Celebrated Indian cinematographer and director Santosh Sivan will also be honoured with the Pierre Angenieux prize this year. Named after the French inventor of the modern zoom lenses, the annual prize recognises top directors of photography each year.

Considered one of India's finest cinematographers, Sivan, who began his career in Kerala, has also directed many acclaimed films, including Halo (1996), The Terrorist (1998) and Parambha (2007). A founding member of the Indian Society of Cinematographers, Sivan is the first Indian to receive the Pierre Angenieux prize, and will also host a masterclass at Cannes.

"Marked by tireless passion and exceptional talent, Santosh Sivan’s journey stands as a testament to the power of artistic vision," lensmaker Angenieux said when announcing this year's recipient. "His work has influenced countless filmmakers and captivated audiences, making him an unforgettable icon in the annals of cinema worldwide."

At the Directors' Fortnight section, attendees can also catch Sister Midnight, the feature debut of Karan Kandhari, starring acclaimed actress Radhika Apte.

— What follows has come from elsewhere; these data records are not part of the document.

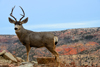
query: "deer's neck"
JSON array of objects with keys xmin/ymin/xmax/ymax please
[{"xmin": 15, "ymin": 26, "xmax": 27, "ymax": 39}]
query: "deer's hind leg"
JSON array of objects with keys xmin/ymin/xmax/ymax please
[{"xmin": 46, "ymin": 45, "xmax": 60, "ymax": 67}]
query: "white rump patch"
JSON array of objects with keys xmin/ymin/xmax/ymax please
[{"xmin": 54, "ymin": 36, "xmax": 58, "ymax": 42}]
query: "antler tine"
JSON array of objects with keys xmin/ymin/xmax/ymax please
[
  {"xmin": 19, "ymin": 6, "xmax": 25, "ymax": 21},
  {"xmin": 10, "ymin": 6, "xmax": 17, "ymax": 21}
]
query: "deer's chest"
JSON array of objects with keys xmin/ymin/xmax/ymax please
[{"xmin": 19, "ymin": 36, "xmax": 30, "ymax": 45}]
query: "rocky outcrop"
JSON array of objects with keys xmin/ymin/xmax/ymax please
[
  {"xmin": 0, "ymin": 50, "xmax": 38, "ymax": 67},
  {"xmin": 19, "ymin": 62, "xmax": 34, "ymax": 67},
  {"xmin": 0, "ymin": 50, "xmax": 6, "ymax": 56},
  {"xmin": 0, "ymin": 50, "xmax": 24, "ymax": 63},
  {"xmin": 3, "ymin": 52, "xmax": 17, "ymax": 62}
]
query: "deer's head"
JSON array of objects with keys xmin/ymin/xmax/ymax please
[{"xmin": 8, "ymin": 6, "xmax": 28, "ymax": 31}]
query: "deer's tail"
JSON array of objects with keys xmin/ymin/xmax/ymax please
[{"xmin": 54, "ymin": 36, "xmax": 58, "ymax": 45}]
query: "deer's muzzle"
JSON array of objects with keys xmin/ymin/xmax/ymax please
[{"xmin": 14, "ymin": 28, "xmax": 18, "ymax": 30}]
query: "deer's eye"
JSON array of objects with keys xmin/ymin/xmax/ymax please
[{"xmin": 19, "ymin": 23, "xmax": 21, "ymax": 25}]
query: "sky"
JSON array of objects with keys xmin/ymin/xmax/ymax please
[{"xmin": 0, "ymin": 0, "xmax": 100, "ymax": 35}]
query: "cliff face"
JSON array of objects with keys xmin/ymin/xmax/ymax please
[
  {"xmin": 53, "ymin": 27, "xmax": 100, "ymax": 46},
  {"xmin": 0, "ymin": 27, "xmax": 100, "ymax": 61}
]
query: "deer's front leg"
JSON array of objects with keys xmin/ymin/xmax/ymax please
[{"xmin": 25, "ymin": 45, "xmax": 31, "ymax": 62}]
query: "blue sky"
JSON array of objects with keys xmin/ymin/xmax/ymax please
[{"xmin": 0, "ymin": 0, "xmax": 100, "ymax": 34}]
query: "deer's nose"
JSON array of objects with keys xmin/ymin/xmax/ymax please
[{"xmin": 14, "ymin": 28, "xmax": 18, "ymax": 30}]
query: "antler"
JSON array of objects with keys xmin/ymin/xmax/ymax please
[
  {"xmin": 19, "ymin": 6, "xmax": 25, "ymax": 21},
  {"xmin": 10, "ymin": 6, "xmax": 17, "ymax": 21}
]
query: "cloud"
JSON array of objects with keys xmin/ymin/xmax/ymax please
[
  {"xmin": 24, "ymin": 20, "xmax": 100, "ymax": 31},
  {"xmin": 2, "ymin": 20, "xmax": 100, "ymax": 33}
]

In the dark comedy, Apte plays Uma, a small-town misfit who's trying to settle down in her new life after an arranged marriage.

“I hope people get to see this strange film to witness the wonder that is Radhika Apte. For me, she’s the closest thing to Buster Keaton or Toshiro Mifune reborn,” Kandhari told Deadline last week.

There's also Maisam Ali's In Retreat, screening at Acid or Association for the Diffusion of Independent Cinema, a space dedicated to independent cinema.

Set in the picturesque Ladakh in north India, it tells the story of a middle-aged man trying to return home to a mountain town for his brother’s funeral.

“I didn’t know the director was young, because when you see the film, it’s incredibly deep, really mature,” Pamela Varela, one of Acid’s programmers told the New York Times. “This is really a film by someone. You see it from the first sequence, which is amazing.”